Discussion in 'Steelhead' started by wannafish, Nov 18, 2012.

  1. I was going through the hatchery plant reports, and it looks like the Bogie is the only Forks area river to expect back a good run of hatchery fish (none of the others were planted in 2011). The previous 2 years had several more streams/tribs planted. It looks like the Hoh was a no-go due to disease concerns.

    Anyone know why the Calawah didn't get any fish? This can probably only be good news for the OP wild fish, but I do like to get my occasional hatchery harvest on when available and what the heck am I supposed to do for the first half of winter??

    Interesting how some rivers just get stacked and some areas don't get jack... I was so stoked to move into our house close to the Carbon and now there's virtually no steelheading around here!
  2. 2009 and 2008 are the smolt release #s you want to look at, not 2011
  3. There's no point in planting the Calawah, as that and the Bogachiel hatcheries are basically the same facility. The fish just take a left to go to their pens rather than going straight.
  4. From the 2011 Smolt Plant Website
    "State, tribal, federal and regional enhancement groups steelhead smolt releases between April 15 and May 31, 2011 Smolts are defined as hatchery reared steelhead released at a minimum size of 10 fish per pound. The majority of the adult returns from these releases are expected during the 2012-2013 winter and 2013 summer seasons."
  5. the bogachiel, calawah, sol duc, and hoh all had their steelhead destroyed due to IHN. the bogachiel was planted with hoko fish.
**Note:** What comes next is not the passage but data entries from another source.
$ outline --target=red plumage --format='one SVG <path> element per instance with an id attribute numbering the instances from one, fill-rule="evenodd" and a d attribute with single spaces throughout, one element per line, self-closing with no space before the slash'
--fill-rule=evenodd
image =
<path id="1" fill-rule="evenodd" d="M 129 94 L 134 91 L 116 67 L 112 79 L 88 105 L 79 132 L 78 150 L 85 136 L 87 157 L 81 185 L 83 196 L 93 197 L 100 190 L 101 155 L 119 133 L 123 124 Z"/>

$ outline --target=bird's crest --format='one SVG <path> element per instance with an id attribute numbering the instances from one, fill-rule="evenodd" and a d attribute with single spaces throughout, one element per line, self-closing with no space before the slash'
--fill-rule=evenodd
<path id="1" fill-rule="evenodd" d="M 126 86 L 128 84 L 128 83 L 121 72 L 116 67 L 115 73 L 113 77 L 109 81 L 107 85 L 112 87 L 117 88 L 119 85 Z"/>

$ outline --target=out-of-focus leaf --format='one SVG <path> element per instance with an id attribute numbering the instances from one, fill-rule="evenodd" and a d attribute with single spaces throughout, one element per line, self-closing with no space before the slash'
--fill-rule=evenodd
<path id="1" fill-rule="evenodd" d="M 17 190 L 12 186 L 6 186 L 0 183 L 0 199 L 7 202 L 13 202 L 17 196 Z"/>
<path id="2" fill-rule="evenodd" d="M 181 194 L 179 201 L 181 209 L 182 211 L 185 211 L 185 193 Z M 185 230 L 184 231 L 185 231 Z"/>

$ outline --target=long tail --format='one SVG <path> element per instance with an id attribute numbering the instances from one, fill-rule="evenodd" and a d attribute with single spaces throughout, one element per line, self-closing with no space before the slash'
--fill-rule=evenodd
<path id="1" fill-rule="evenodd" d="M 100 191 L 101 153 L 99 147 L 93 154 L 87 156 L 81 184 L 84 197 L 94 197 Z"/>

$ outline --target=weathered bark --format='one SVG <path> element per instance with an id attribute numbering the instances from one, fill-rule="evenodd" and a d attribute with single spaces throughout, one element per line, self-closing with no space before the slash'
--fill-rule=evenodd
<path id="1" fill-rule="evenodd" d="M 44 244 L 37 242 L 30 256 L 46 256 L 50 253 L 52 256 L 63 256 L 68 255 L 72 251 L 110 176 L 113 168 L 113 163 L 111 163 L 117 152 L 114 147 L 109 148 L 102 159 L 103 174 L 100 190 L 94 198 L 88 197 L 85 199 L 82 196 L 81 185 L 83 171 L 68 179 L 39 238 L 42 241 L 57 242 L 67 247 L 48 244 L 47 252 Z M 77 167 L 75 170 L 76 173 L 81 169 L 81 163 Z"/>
    the only point in planting the calawah is to spread out some of the pressure and give bankies a little more space to chase them.
  6. I suppose that makes sense
  7. Chris is right. The usual Bogie hatchery fish that feed those rivers were lost to an IHN episode. As many alternative fish were used as could be made available, but it was a lot less than normally are reared and stocked.
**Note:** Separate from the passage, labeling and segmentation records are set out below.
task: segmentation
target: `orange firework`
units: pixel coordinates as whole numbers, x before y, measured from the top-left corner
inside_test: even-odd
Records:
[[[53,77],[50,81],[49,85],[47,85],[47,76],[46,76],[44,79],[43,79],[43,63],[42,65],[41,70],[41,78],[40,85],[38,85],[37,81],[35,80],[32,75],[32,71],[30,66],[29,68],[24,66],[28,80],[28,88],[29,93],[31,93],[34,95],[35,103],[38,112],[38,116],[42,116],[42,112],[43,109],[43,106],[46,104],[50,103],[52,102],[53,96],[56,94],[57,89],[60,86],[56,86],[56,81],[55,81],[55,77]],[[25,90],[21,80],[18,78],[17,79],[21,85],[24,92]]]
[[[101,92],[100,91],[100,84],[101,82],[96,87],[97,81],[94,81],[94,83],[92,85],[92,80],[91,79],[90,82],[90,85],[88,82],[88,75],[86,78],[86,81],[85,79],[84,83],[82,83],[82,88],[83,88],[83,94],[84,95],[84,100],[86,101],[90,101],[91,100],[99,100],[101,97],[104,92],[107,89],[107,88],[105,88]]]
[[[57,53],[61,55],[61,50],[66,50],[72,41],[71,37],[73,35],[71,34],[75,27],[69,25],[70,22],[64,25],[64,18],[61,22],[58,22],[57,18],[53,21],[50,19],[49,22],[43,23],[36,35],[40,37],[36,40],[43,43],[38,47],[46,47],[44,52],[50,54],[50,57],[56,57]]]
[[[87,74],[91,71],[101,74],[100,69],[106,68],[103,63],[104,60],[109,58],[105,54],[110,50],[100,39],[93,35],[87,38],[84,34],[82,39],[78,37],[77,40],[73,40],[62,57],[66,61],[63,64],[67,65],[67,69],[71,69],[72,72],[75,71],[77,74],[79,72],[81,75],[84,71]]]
  8. obviously you should just bonk a wild fish on the hoh :rolleyes:
  9. This is what I was going by for return timing...
    Not sure where you got the idea I'd be interested in doing this... I specified HATCHERY fish harvest in my original post. I was really just wondering why the change. I thought harvesting the hatchery fish was the right thing to do to help avoid competition with the wild fish.
  10. Any idea on how many fewer fish were reared and stocked?
  11. Between the duc, boggie, calawah and hoh there were 220,000 more fished released in 2010 than 2011. During 2010 the quill system saw about 220,000 plants and the hoh saw about 80,000. So don't count on much of a hatchery brat fishery this year out there.
  12. Steffan,

    I don't remember. Have to look it up on the WDFW website for steelhead smolt releases. A bit over half the usual, I think.
  13. Dumbass.
    constructeur likes this.
  14. May be a dumb question, but I'm new and curious... What is IHN?
  15. englunkm likes this.
  16. Check this report.


    Might have some pertinent info with regards to your question. Interesting to note this particular statement also since it affects hatchery releases in the state especially in those cases where a hatchery needs to get their eggs from another hatchery.

    "In 2010, the state adopted sweeping hatchery steelhead reforms under pressure from the federal Endangered Species Act and certain conservation groups which, among other strictures, prohibit planting of steelhead from outside a river's own basin." (See the hatchery reform program at www.wdfw.wa.gov).
  17. Sarcasm doesn't come through on the interwebz
  18. Was yours sarcasm? Couldn't tell. If it was, so was mine. If not, mine stands as submitted. Wild fish on the Hoh are legal to bonk, one annually. I do not agree with this harvesting option for the health of that fish run. We've pushed them to the edge, any further and another run bites the dust. Bonk your fish if you must, but stay in your beloved Alaska to do it.
  19. at least one cannot bonk until feb. 16th... thank god the early season bonking of wild fish was banned. imagine how many wild fish would get killed with so few hatchery fish in the rivers under the old rules.
  20. All the more reason to restore our wild runs . hatchery fish are unreliable. Every coho fisherman in the lower Columbia learned that the hard way this fall.